A LEGACY of regeneration will be “top of the agenda” for Hull’s year as the UK’s cultural capital in 2017, business leaders will be told.
Martin Green, newly-appointed chief executive of the 2017 City of Culture company, will address the region’s business community at a meeting in Hull next month.
Mr Green, former head of ceremonies for the London 2012 Olympic and Paralympic Games, said major events were a powerful tool for regenerating cities and transforming their image.
“People are mistaken if they think that London had it all already. We got the Olympics not because we just wanted to put on the Games, but because we wanted to regenerate east London.
“In the five years I worked for London I was able to see that area physically change in front of me. The change in Stratford is sensational and that is all because we put a cultural event on. I am really glad to say we put that cultural event on really well, so it also had legacy in terms of memories, pride in the country and belief in ourselves that we can deliver.”

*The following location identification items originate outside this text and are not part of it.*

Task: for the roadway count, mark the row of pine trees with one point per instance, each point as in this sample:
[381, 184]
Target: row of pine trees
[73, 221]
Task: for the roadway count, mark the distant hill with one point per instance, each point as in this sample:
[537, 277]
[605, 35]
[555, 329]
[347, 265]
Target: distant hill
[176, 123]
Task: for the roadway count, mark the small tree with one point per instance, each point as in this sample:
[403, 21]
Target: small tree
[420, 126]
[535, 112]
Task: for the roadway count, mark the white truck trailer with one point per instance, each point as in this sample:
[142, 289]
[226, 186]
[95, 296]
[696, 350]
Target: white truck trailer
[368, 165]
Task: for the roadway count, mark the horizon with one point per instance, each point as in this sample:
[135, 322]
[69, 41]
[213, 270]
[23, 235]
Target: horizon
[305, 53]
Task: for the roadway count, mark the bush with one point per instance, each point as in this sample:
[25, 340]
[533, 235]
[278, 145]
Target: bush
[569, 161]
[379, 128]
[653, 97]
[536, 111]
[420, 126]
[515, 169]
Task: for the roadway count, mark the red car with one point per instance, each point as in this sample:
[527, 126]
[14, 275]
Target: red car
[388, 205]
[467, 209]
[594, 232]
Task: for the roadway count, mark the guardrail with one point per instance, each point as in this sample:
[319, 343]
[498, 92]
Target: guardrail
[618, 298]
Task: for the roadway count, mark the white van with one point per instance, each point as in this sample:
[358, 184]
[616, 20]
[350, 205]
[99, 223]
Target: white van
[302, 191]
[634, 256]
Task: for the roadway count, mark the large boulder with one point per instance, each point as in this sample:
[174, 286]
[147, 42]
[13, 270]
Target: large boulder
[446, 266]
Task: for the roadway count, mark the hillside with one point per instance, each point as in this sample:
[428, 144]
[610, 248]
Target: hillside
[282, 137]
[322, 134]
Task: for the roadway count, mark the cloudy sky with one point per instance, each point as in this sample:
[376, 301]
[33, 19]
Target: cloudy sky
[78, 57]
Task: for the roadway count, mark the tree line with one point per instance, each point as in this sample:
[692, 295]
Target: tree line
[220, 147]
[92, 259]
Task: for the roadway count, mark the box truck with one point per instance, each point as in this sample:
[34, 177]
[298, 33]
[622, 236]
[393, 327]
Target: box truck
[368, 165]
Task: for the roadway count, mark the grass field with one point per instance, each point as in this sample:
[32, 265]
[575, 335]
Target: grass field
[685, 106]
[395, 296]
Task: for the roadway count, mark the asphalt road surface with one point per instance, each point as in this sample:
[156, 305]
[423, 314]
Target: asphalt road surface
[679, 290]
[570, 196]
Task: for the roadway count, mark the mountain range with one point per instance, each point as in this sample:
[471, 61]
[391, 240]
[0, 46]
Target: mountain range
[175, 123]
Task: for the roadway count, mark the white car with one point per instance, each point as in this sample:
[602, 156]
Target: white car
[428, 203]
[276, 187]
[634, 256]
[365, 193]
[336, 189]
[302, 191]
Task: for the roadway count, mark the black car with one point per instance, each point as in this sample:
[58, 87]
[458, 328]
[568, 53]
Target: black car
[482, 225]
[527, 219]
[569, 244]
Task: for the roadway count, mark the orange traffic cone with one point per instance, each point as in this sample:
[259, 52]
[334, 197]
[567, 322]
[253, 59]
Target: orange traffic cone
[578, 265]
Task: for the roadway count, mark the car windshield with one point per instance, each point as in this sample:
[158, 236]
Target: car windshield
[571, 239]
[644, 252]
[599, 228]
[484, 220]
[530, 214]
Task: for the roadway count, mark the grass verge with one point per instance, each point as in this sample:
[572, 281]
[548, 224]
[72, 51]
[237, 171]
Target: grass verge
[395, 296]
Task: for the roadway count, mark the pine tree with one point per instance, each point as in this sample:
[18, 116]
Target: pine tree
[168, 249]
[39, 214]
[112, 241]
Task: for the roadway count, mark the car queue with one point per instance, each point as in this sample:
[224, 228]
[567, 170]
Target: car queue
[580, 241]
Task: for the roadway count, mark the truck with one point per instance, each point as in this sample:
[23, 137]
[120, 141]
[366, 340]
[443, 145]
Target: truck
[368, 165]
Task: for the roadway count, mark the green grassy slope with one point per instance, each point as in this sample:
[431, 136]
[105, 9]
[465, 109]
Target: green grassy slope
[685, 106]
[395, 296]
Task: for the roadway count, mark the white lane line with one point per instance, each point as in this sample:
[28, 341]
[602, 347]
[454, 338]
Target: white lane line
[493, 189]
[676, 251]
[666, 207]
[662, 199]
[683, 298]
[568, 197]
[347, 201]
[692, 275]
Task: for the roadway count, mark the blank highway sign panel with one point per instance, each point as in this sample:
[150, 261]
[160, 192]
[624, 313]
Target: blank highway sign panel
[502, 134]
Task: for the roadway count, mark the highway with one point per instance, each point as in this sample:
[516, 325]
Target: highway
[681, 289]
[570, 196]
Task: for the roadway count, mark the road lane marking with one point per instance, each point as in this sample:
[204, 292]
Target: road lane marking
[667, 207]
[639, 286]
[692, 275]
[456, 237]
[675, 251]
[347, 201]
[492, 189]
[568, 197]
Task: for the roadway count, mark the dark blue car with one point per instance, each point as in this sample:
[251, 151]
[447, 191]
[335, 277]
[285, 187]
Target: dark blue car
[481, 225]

Mr Green added: “I believe we can do the same with Hull. The scale may be different, but the principles are the same – staging cultural events, bringing people into city centres, putting on things that people want to come and see and while they come and see them, they eat and they drink and they stay.

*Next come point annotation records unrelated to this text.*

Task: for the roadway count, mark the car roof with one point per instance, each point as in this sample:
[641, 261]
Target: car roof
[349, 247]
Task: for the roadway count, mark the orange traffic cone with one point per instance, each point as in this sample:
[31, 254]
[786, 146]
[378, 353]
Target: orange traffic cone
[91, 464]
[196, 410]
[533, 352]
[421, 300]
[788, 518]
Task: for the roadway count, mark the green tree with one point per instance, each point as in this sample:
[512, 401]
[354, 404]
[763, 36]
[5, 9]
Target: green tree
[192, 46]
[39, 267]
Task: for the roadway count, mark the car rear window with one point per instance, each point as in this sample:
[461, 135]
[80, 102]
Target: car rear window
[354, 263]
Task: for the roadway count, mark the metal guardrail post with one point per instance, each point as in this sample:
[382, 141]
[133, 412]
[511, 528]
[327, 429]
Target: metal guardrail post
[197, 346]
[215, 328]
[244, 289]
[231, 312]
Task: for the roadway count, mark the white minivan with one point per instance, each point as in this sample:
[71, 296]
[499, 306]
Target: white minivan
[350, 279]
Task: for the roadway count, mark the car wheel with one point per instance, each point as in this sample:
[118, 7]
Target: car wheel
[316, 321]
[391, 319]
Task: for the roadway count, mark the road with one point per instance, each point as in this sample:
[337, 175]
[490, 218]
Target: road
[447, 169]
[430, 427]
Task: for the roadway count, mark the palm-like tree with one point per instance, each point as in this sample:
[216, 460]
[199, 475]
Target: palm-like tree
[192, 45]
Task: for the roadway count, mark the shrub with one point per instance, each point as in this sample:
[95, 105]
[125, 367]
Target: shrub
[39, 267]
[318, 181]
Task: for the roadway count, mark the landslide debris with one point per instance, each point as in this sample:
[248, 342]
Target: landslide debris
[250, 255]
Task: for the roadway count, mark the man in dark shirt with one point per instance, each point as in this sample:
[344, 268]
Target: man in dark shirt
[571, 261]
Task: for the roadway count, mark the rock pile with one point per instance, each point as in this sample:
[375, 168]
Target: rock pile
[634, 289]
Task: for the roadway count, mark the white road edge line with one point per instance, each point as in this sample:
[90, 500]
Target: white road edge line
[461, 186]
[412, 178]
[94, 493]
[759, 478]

“It also builds the reputation of the place, so you get people saying ‘I want to live in the city now’ or ‘they’ve clearly got a lot of creative people in that place, we should put one of our offices there’.
“It’s all about changing misconceptions – it’s often no deeper than that. If you can build on the pride people have for Hull it really changes how the city feels about itself and how it represents itself to the outside world.”
Rosie Millard, chairman of the City of Culture 2017, said: “City of Culture needs to improve jobs and futures in Hull; and it needs to change perceptions of Hull.”